Throughout its two-year existence, Freedom's Journal provided an important space for African Americans to challenge U.S. racial oppression. Believing in their "duty to vindicate our brethren, when oppressed; and to lay the case before the publick," the Journal editors took a strong stance in opposition to slavery and pushed for integration and black political rights in the North (Cornish and Russwurm 1827, p. 1). The editorial staff insisted that the paper remain solely committed to the interests of African Americans and resist the temptation to "become the tools" of any political party (Cornish and Russwurm 1827, p. 1). This unique willingness to engage multiple political positions ensured that African Americans had a safe space in which to openly debate a wide range of strategies and solutions to their contemporary social and political condition.

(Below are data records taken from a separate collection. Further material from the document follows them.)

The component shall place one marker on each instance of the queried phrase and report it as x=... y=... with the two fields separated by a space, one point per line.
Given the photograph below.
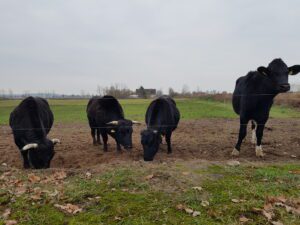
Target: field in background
x=68 y=111
x=120 y=188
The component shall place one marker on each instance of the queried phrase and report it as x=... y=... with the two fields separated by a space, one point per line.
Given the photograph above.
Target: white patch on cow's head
x=235 y=152
x=259 y=152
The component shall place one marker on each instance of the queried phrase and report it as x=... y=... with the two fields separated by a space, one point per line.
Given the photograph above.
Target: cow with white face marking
x=162 y=118
x=31 y=121
x=253 y=98
x=106 y=117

Initially, the editors of Freedom's Journal vigorously opposed the efforts of the American Colonization Society (ACS) that sought to transport free blacks to its colony in Liberia. The vast majority of African Americans mirrored the paper's opposition to colonization supporting efforts to promote racial equality within the domestic United States. However, after Cornish resigned in September 1827, Russwurm became the sole editor and shifted the Journal toward a pro-colonization position. Russwurm's unpopular stance on colonization, in combination with the paper's financial problems, resulted in its demise in March 1829. Despite its short lifespan, Freedom's Journal had a tremendous impact on the African American press. By the time of the Civil War (1861–1865), more than forty black-owned and -operated newspapers had been established across the United States. Moreover, although many historians locate the beginning of radical abolitionism in the 1830s with the rise of white activists such as William Lloyd Garrison (1805–1879), this history of Freedom's Journal demonstrates that African American activists were already engaged in important protests against slavery and around African American civil rights during the 1820s. In many ways, Freedom's Journal laid the groundwork for future struggles for African American liberation within the United States.
BIBLIOGRAPHY
Bacon, Jacqueline. "The History of Freedom's Journal: A Study in Empowerment and Community." The Journal of African American History 88, no.1. (Winter 2003): 1-20.
Cooper, Frederick. "Elevating the Race: The Social Thought of Black Leaders, 1827–1850." American Quarterly 24, no. 5 (December 1972): 604-624.
Cornish, Samuel, and John Russwurm. "To Our Patrons." Freedom's Journal 1, no. 1 (March 16, 1827): 1.
Dann, Martin E., ed. The Black Press 1827–1890: The Quest for National Identity. New York: Putnam, 1971.